Architecture and Regions

OCI's architecture separates control planes and data planes, using isolated network domains and regional presence across global locations coordinated with partners and sovereign clouds tailored for jurisdictions like the European Union and UK. The infrastructure includes core components comparable to designs used by Amazon Web Services regions and Microsoft Azure availability zones, with dedicated bare metal and virtualized instance types, high-performance block storage, and distributed object storage. Oracle has opened cloud regions in major markets including the United States, Japan, Brazil, and India, and has collaborated with governments and institutions in projects alongside organizations such as Ministry of Defence (United Kingdom)-related procurements and financial services regulators.

Security and Compliance

Oracle emphasizes security features such as isolated network virtualization, hardware root of trust, and identity and access management integrated with enterprise directories from Active Directory and federations leveraging SAML 2.0 standards. OCI holds compliance attestations aligned with frameworks used by Payment Card Industry Data Security Standard and auditors from firms like Ernst & Young and PwC for certifications necessary for financial institutions overseen by authorities such as Securities and Exchange Commission and European Banking Authority.
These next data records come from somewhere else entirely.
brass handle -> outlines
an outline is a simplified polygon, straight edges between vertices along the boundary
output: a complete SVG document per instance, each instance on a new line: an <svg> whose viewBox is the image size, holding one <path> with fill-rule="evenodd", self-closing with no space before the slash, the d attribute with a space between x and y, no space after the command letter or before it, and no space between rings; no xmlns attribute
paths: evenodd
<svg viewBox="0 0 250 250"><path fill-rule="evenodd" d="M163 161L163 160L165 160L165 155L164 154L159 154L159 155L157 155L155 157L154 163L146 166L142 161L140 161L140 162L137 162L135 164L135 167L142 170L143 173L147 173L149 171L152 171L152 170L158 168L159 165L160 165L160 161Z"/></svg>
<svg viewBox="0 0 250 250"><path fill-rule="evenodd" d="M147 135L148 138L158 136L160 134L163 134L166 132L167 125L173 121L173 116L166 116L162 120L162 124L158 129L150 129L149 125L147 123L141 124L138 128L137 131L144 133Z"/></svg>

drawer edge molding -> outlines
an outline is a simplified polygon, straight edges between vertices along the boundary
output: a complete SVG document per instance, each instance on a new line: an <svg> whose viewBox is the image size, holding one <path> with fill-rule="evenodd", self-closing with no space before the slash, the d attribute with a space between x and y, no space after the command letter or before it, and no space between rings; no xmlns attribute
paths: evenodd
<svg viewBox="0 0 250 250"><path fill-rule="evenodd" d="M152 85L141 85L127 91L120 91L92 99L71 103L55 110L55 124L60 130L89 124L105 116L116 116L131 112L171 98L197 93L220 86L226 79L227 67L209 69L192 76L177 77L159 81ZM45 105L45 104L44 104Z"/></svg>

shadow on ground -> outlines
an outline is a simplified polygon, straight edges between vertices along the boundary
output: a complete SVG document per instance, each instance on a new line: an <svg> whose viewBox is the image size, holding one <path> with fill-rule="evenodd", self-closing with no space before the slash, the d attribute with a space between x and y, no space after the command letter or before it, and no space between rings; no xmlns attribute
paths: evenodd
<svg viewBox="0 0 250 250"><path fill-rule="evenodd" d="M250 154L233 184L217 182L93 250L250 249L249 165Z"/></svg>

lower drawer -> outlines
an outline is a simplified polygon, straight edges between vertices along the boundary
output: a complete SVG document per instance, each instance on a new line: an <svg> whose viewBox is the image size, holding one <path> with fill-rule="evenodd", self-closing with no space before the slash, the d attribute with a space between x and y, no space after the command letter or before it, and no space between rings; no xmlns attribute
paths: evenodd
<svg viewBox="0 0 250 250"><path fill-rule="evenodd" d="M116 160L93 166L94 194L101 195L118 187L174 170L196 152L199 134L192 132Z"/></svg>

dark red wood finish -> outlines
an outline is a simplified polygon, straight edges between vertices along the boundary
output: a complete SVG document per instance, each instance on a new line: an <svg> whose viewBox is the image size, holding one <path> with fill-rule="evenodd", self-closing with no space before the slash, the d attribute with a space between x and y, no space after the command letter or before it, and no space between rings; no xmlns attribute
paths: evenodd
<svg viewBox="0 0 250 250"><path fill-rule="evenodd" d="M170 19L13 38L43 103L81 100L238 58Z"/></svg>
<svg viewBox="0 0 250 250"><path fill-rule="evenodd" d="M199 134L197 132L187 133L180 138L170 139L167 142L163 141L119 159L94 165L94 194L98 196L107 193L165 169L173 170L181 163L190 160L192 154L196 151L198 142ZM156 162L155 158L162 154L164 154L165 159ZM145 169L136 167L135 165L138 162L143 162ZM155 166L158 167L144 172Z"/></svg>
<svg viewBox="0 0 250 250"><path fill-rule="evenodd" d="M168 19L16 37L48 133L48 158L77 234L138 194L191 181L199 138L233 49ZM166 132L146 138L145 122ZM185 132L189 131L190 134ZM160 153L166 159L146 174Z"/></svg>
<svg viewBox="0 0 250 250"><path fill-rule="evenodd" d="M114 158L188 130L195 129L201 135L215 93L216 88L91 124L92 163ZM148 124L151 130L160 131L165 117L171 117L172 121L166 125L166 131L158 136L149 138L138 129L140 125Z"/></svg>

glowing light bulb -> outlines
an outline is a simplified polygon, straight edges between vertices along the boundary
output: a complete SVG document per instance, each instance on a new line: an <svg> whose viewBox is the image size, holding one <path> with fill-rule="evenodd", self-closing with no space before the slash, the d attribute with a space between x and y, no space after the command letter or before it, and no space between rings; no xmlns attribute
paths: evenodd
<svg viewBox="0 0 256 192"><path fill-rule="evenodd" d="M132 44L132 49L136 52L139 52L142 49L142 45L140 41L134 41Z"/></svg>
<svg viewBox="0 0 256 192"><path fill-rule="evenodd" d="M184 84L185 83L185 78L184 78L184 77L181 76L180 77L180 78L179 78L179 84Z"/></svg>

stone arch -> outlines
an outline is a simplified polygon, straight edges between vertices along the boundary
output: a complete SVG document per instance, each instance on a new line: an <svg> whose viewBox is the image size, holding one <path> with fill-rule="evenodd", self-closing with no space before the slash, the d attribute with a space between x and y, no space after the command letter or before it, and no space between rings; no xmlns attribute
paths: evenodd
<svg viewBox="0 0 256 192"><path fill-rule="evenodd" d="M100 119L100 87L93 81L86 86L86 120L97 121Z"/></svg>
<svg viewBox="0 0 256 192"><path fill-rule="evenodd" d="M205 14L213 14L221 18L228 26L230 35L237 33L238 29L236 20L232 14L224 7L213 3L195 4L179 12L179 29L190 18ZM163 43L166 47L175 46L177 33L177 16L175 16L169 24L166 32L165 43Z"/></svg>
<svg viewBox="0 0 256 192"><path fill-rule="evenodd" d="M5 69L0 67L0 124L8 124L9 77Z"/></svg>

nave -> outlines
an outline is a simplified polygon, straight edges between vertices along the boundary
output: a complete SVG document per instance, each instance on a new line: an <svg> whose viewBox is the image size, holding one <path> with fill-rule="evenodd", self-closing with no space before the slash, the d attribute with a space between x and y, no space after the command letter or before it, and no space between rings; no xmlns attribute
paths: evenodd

The platform supports encryption for data at rest and in transit, key management interoperable with third-party modules accepted by standards bodies including NIST.

Pricing and Support

Oracle provides various pricing models, including pay-as-you-go, monthly flex, and committed-use discounts, with enterprise agreements negotiated by Oracle account teams and partners like Accenture and Capgemini. Support tiers range from standard enterprise support to dedicated technical account management used by large customers such as multinational corporations and public sector bodies represented in contracts with entities like NHS England and Department of Defense (United States Department of Defense). Licensing models account for bring-your-own-license scenarios involving software from Oracle Database, Red Hat, and other independent software vendors.

Market Position and Adoption

OCI competes in the hyperscale market alongside Amazon Web Services, Microsoft Azure, and Google Cloud Platform, with market analysis firms including Gartner and Forrester evaluating its strengths in enterprise database migration, cost competitiveness, and bare metal offerings. Major adopters include enterprises modernizing applications from SAP S/4HANA and financial institutions seeking cloud-native transformations guided by consultancies such as Deloitte and KPMG. Oracle's partnerships with systems integrators and niche platform providers have driven adoption in sectors influenced by regulations from bodies like Financial Conduct Authority and European Securities and Markets Authority.